No Single iOS Repair, Multiple Staggered Fixes

There is no announced “repair date” for iOS automations because the problems were never singular and never exclusively iOS-focused. Google has released fixes incrementally: app updates addressing crashes, backend adjustments to the Nest service, and script editor patches for YAML automations. These rolled out as part of regular maintenance cycles rather than as a coordinated iOS recovery effort.

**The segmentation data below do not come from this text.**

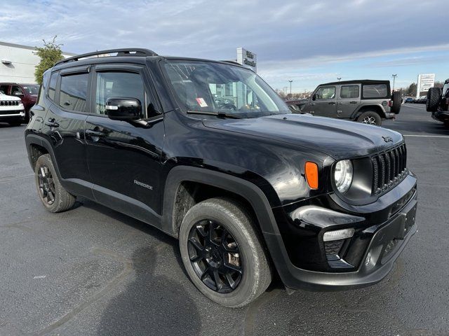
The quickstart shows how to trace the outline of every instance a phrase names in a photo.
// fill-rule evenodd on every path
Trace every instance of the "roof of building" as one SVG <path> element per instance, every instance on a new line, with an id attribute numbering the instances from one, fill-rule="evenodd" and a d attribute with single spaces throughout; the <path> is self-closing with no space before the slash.
<path id="1" fill-rule="evenodd" d="M 6 47 L 11 47 L 11 48 L 18 48 L 20 49 L 28 49 L 29 50 L 35 50 L 36 47 L 30 47 L 29 46 L 24 46 L 22 44 L 16 44 L 16 43 L 10 43 L 9 42 L 2 42 L 0 41 L 0 46 L 4 46 Z M 69 56 L 74 56 L 76 54 L 74 54 L 73 52 L 66 52 L 65 51 L 62 51 L 62 54 L 67 55 Z"/>

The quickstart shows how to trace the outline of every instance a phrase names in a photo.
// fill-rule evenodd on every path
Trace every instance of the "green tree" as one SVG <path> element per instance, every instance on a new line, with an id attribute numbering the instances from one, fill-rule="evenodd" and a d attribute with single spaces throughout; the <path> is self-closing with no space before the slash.
<path id="1" fill-rule="evenodd" d="M 53 37 L 51 42 L 43 41 L 43 47 L 36 47 L 37 50 L 35 54 L 41 57 L 41 62 L 36 66 L 34 70 L 34 78 L 36 81 L 41 84 L 42 83 L 42 76 L 43 73 L 55 65 L 58 61 L 64 58 L 61 51 L 62 44 L 56 44 L 56 36 Z"/>

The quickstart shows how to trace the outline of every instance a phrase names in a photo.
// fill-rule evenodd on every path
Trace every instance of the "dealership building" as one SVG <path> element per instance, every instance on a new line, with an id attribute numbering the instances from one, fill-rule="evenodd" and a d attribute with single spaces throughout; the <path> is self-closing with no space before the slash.
<path id="1" fill-rule="evenodd" d="M 34 68 L 41 59 L 36 48 L 0 41 L 0 83 L 36 83 Z M 62 52 L 65 57 L 75 54 Z"/>

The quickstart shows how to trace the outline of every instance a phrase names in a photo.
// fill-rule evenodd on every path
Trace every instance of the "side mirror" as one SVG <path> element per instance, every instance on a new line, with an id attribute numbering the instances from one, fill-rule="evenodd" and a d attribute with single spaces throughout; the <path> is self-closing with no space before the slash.
<path id="1" fill-rule="evenodd" d="M 140 101 L 135 98 L 109 98 L 105 108 L 113 120 L 138 120 L 143 117 Z"/>

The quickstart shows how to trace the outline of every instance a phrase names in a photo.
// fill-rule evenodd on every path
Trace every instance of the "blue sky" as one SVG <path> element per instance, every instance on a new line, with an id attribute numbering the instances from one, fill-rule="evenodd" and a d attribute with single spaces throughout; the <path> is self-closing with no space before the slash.
<path id="1" fill-rule="evenodd" d="M 4 1 L 2 1 L 4 2 Z M 40 46 L 58 34 L 72 52 L 144 47 L 160 55 L 236 58 L 257 54 L 274 88 L 391 79 L 449 78 L 447 1 L 15 0 L 0 6 L 0 41 Z"/>

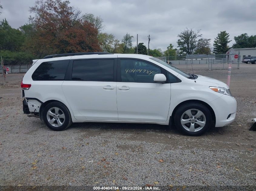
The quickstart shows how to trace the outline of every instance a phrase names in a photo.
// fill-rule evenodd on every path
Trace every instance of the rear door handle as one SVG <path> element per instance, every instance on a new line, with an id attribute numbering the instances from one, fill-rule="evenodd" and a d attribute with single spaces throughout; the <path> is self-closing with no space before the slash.
<path id="1" fill-rule="evenodd" d="M 118 90 L 129 90 L 130 88 L 118 88 Z"/>
<path id="2" fill-rule="evenodd" d="M 108 86 L 107 87 L 103 87 L 103 89 L 111 89 L 111 90 L 113 90 L 114 89 L 114 87 L 111 87 L 110 86 Z"/>

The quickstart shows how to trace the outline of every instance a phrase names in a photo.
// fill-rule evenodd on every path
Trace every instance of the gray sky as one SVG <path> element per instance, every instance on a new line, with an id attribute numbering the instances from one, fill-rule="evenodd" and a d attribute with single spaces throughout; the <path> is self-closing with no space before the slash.
<path id="1" fill-rule="evenodd" d="M 0 0 L 1 20 L 6 18 L 11 26 L 17 28 L 27 22 L 31 14 L 29 7 L 35 0 Z M 221 31 L 230 34 L 230 46 L 234 37 L 241 34 L 256 35 L 255 0 L 70 0 L 70 5 L 82 13 L 92 13 L 103 19 L 103 32 L 112 33 L 121 40 L 126 33 L 136 35 L 139 42 L 150 48 L 166 49 L 171 43 L 175 48 L 177 36 L 186 27 L 201 29 L 203 37 L 214 39 Z"/>

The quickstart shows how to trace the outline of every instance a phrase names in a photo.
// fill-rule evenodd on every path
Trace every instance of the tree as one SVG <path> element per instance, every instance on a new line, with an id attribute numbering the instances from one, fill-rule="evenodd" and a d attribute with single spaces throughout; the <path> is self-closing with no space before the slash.
<path id="1" fill-rule="evenodd" d="M 225 53 L 228 50 L 229 47 L 228 43 L 231 41 L 229 40 L 229 35 L 226 31 L 221 31 L 218 36 L 214 39 L 213 44 L 213 53 L 216 54 Z"/>
<path id="2" fill-rule="evenodd" d="M 149 49 L 149 55 L 154 57 L 161 57 L 163 56 L 163 53 L 161 49 L 155 49 L 151 50 Z"/>
<path id="3" fill-rule="evenodd" d="M 12 28 L 6 19 L 0 22 L 0 49 L 18 50 L 24 39 L 22 33 Z"/>
<path id="4" fill-rule="evenodd" d="M 100 17 L 97 16 L 96 17 L 92 13 L 85 13 L 82 16 L 84 21 L 87 21 L 93 24 L 94 27 L 100 32 L 105 28 L 103 25 L 103 19 Z"/>
<path id="5" fill-rule="evenodd" d="M 93 25 L 81 18 L 81 11 L 61 0 L 39 0 L 30 8 L 36 26 L 31 48 L 42 57 L 45 54 L 101 51 Z"/>
<path id="6" fill-rule="evenodd" d="M 173 49 L 173 46 L 172 46 L 172 44 L 170 44 L 167 47 L 167 49 L 164 52 L 165 56 L 171 57 L 176 56 L 177 49 Z"/>
<path id="7" fill-rule="evenodd" d="M 101 44 L 101 48 L 103 51 L 113 53 L 115 43 L 115 36 L 112 34 L 106 33 L 100 33 L 98 37 L 99 41 Z M 116 43 L 116 42 L 115 42 Z"/>
<path id="8" fill-rule="evenodd" d="M 132 42 L 131 39 L 133 38 L 133 36 L 131 36 L 130 34 L 126 33 L 123 37 L 121 42 L 123 44 L 123 53 L 125 53 L 127 52 L 127 49 L 131 47 L 132 46 Z"/>
<path id="9" fill-rule="evenodd" d="M 143 43 L 140 43 L 138 45 L 138 54 L 147 55 L 148 54 L 148 50 L 147 47 Z M 136 53 L 137 49 L 137 47 L 135 46 L 134 49 Z"/>
<path id="10" fill-rule="evenodd" d="M 1 2 L 0 1 L 0 2 Z M 0 4 L 0 9 L 2 9 L 2 8 L 3 8 L 3 6 L 2 5 L 1 5 L 1 4 Z M 1 14 L 1 13 L 2 13 L 2 12 L 0 12 L 0 14 Z"/>
<path id="11" fill-rule="evenodd" d="M 208 54 L 211 52 L 211 39 L 202 38 L 197 41 L 195 54 Z"/>
<path id="12" fill-rule="evenodd" d="M 184 31 L 178 35 L 179 39 L 177 41 L 178 47 L 180 47 L 180 50 L 188 54 L 191 54 L 194 52 L 196 47 L 197 39 L 201 37 L 202 35 L 199 34 L 201 30 L 194 31 L 192 29 L 186 28 Z"/>
<path id="13" fill-rule="evenodd" d="M 256 47 L 256 35 L 248 36 L 247 33 L 234 37 L 235 43 L 233 44 L 234 48 Z"/>

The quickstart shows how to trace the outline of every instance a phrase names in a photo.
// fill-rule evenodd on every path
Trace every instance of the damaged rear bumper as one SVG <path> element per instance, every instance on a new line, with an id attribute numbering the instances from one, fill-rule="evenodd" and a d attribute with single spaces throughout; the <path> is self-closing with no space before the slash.
<path id="1" fill-rule="evenodd" d="M 27 102 L 26 99 L 24 98 L 22 103 L 23 104 L 23 112 L 24 114 L 30 114 L 30 112 L 29 111 L 29 109 L 28 108 L 28 103 Z"/>
<path id="2" fill-rule="evenodd" d="M 23 111 L 25 114 L 38 114 L 43 103 L 36 98 L 26 97 L 22 101 Z"/>

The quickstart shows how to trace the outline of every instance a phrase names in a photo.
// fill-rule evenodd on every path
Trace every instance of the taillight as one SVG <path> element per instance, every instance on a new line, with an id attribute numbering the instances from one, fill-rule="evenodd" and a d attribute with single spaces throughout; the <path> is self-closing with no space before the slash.
<path id="1" fill-rule="evenodd" d="M 22 80 L 21 83 L 20 83 L 20 87 L 22 90 L 29 90 L 29 88 L 31 87 L 31 84 L 23 84 L 22 81 L 23 80 Z"/>

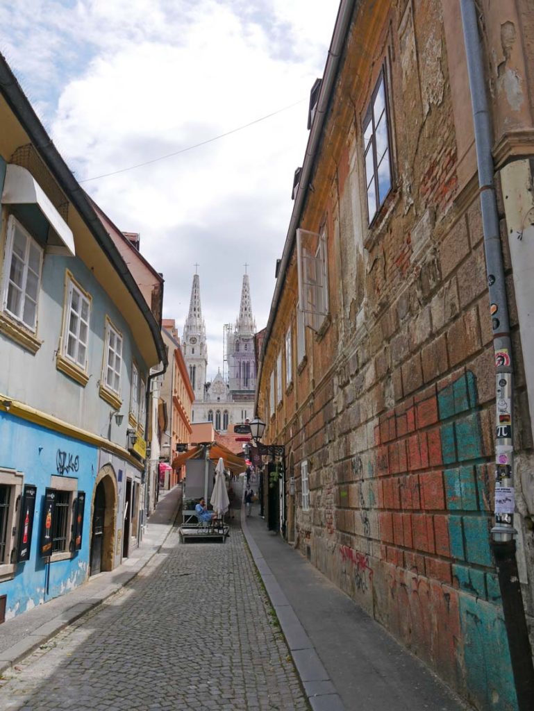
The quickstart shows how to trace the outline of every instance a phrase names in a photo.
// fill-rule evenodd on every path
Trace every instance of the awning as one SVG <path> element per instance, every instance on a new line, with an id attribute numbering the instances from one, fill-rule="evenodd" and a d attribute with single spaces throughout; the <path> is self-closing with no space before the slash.
<path id="1" fill-rule="evenodd" d="M 3 205 L 36 205 L 70 254 L 75 254 L 74 237 L 67 223 L 29 171 L 8 164 L 2 192 Z"/>
<path id="2" fill-rule="evenodd" d="M 234 474 L 239 474 L 246 470 L 247 465 L 245 464 L 245 460 L 239 456 L 236 456 L 233 452 L 231 452 L 230 449 L 228 449 L 223 445 L 213 443 L 209 445 L 209 456 L 212 461 L 218 461 L 219 458 L 222 457 L 226 469 L 230 469 Z M 181 466 L 182 464 L 185 464 L 188 459 L 192 458 L 201 459 L 203 454 L 203 451 L 204 448 L 199 446 L 195 447 L 193 449 L 184 451 L 181 454 L 178 454 L 173 459 L 173 469 L 176 469 Z"/>

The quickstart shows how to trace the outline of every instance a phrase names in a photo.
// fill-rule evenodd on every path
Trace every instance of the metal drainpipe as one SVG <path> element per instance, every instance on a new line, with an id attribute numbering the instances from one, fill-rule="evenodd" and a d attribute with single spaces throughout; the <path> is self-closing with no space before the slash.
<path id="1" fill-rule="evenodd" d="M 149 373 L 149 377 L 146 378 L 146 391 L 145 392 L 145 415 L 144 415 L 144 434 L 145 436 L 149 434 L 149 423 L 150 420 L 150 390 L 152 384 L 152 380 L 154 378 L 157 378 L 158 375 L 163 375 L 163 374 L 166 371 L 167 365 L 165 363 L 163 364 L 163 369 L 161 370 L 158 370 L 157 373 Z M 150 461 L 152 456 L 152 438 L 151 432 L 150 433 L 150 457 L 145 457 L 144 460 L 144 523 L 146 525 L 146 519 L 148 518 L 148 511 L 149 511 L 149 504 L 150 501 Z M 157 476 L 159 476 L 159 471 L 157 472 Z"/>
<path id="2" fill-rule="evenodd" d="M 491 542 L 497 564 L 518 705 L 520 711 L 532 711 L 534 668 L 513 538 L 517 533 L 513 528 L 513 368 L 499 220 L 493 183 L 492 132 L 476 8 L 474 0 L 460 0 L 460 5 L 473 109 L 486 267 L 495 351 L 495 523 L 491 529 Z"/>

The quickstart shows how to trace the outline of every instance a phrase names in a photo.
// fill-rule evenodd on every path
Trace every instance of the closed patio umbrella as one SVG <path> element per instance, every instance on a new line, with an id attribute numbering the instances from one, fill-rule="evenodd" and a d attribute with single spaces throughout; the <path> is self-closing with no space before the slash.
<path id="1" fill-rule="evenodd" d="M 230 506 L 228 492 L 226 491 L 226 482 L 225 481 L 225 465 L 222 457 L 219 458 L 217 466 L 215 467 L 215 486 L 213 486 L 210 503 L 220 518 L 223 518 Z"/>

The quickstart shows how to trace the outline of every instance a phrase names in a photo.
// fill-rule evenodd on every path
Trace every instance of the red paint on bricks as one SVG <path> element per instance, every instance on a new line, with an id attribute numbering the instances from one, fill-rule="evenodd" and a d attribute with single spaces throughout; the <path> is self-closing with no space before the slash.
<path id="1" fill-rule="evenodd" d="M 447 516 L 437 514 L 434 516 L 434 531 L 435 533 L 436 552 L 438 555 L 450 557 L 451 550 L 449 542 L 449 525 Z"/>

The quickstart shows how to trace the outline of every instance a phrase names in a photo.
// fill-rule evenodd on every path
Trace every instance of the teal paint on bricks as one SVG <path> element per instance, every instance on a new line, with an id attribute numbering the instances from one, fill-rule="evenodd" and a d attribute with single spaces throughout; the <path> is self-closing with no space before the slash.
<path id="1" fill-rule="evenodd" d="M 452 464 L 456 461 L 454 443 L 454 425 L 452 422 L 444 424 L 441 429 L 442 457 L 444 464 Z"/>
<path id="2" fill-rule="evenodd" d="M 452 575 L 461 590 L 475 597 L 486 598 L 486 579 L 481 570 L 455 564 L 452 566 Z"/>
<path id="3" fill-rule="evenodd" d="M 464 516 L 466 559 L 470 563 L 493 567 L 489 547 L 489 519 L 487 516 Z"/>
<path id="4" fill-rule="evenodd" d="M 478 459 L 482 456 L 482 433 L 479 415 L 473 412 L 454 423 L 459 461 Z"/>
<path id="5" fill-rule="evenodd" d="M 479 508 L 476 485 L 472 466 L 461 466 L 458 470 L 461 491 L 461 508 L 464 511 L 476 511 Z"/>
<path id="6" fill-rule="evenodd" d="M 449 541 L 452 557 L 465 560 L 461 516 L 449 517 Z"/>
<path id="7" fill-rule="evenodd" d="M 443 479 L 447 508 L 451 510 L 461 510 L 461 489 L 458 469 L 446 469 L 443 472 Z"/>
<path id="8" fill-rule="evenodd" d="M 461 594 L 462 672 L 468 698 L 484 711 L 517 711 L 506 631 L 500 607 Z"/>
<path id="9" fill-rule="evenodd" d="M 439 419 L 448 419 L 454 415 L 454 391 L 450 385 L 438 393 L 437 405 Z"/>
<path id="10" fill-rule="evenodd" d="M 475 467 L 476 491 L 479 495 L 479 508 L 481 511 L 489 511 L 489 492 L 486 481 L 486 469 L 482 464 Z"/>

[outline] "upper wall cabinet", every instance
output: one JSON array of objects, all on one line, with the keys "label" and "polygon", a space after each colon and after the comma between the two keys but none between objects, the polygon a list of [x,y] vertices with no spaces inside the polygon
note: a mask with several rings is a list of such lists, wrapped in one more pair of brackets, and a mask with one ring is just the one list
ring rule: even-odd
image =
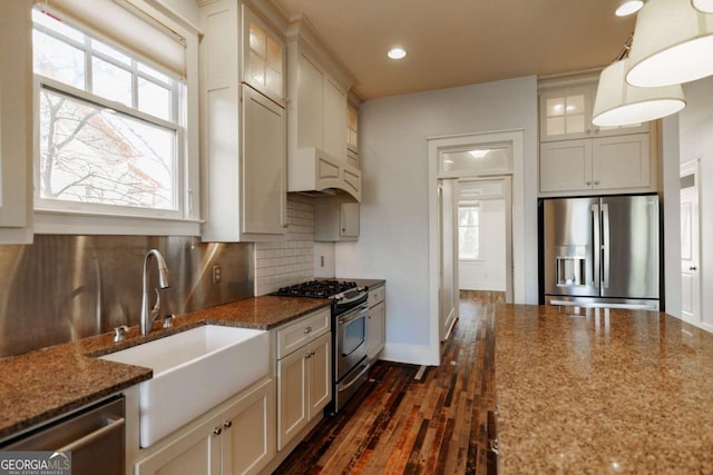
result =
[{"label": "upper wall cabinet", "polygon": [[279,239],[287,199],[284,42],[237,0],[204,4],[201,22],[203,239]]},{"label": "upper wall cabinet", "polygon": [[32,241],[31,0],[0,2],[0,243]]},{"label": "upper wall cabinet", "polygon": [[243,80],[283,105],[285,44],[255,12],[243,6]]},{"label": "upper wall cabinet", "polygon": [[655,127],[592,123],[596,82],[539,92],[539,196],[656,191]]},{"label": "upper wall cabinet", "polygon": [[[290,27],[287,69],[287,190],[329,187],[360,200],[361,172],[346,160],[346,91],[353,80],[301,20]],[[335,172],[329,179],[324,164]]]},{"label": "upper wall cabinet", "polygon": [[597,127],[592,123],[592,110],[597,85],[556,88],[539,93],[540,142],[619,136],[648,130],[648,123],[628,127]]},{"label": "upper wall cabinet", "polygon": [[[293,48],[293,44],[295,48]],[[346,160],[346,92],[305,47],[290,43],[290,146]]]},{"label": "upper wall cabinet", "polygon": [[359,107],[351,101],[346,107],[346,162],[360,168],[359,162]]}]

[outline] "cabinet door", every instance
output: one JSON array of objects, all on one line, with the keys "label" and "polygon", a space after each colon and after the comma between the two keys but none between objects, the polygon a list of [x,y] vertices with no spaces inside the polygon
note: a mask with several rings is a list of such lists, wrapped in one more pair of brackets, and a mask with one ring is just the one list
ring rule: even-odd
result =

Users on older app versions may still experience crashes or failures that were fixed months ago, but the user must manually update their app—there is no forced repair that arrives on a schedule. The frustration many iOS users experienced stemmed from feeling abandoned by platform-specific problems, but the reality is messier: most issues were cross-platform, some were already fixed, and some (like the phone automations sunset) were intentional product decisions. For users still experiencing automation failures in 2026, the solution is not to wait for a repair but to audit their existing automations, check app version currency, and redesign routines around the current limitations of the platform.

Frequently Asked Questions

Did Google Home automations fail exclusively on iOS?

No. The Nest app outage, scripted automation failures, and most reliability issues affected both iOS and Android users equally. Some iOS-specific crashes in the Automations tab were fixed separately, but the core problems were cross-platform.

When will Google fix automations that don’t fire consistently?

Google has not announced a specific repair date for ongoing reliability issues like delayed notifications or missed camera triggers. These persist on both platforms and appear to be a known limitation rather than a bug with a pending fix.

Can I use a workaround for broken scripted automations?

Yes. If a YAML-based automation stops firing, editing the routine to toggle an “OK Google” trigger condition off and back on will usually restore it. This must be done manually for each affected automation.

Are phone-related automations coming back?

No. Google permanently discontinued automations involving Do Not Disturb, battery percentage, and volume control across all platforms in May 2026. No repair or restoration is planned.

Should I update my iOS app to fix automations?

Update to the latest version if you experience crashes when accessing the Automations tab or specific categories. However, if automations are simply not firing, app updates alone may not resolve the issue.

What’s the difference between standard and scripted automations?

Standard automations are built through the Google Home app interface and have remained stable. Scripted automations use YAML code and experienced failures in January 2026 that required manual fixes per automation.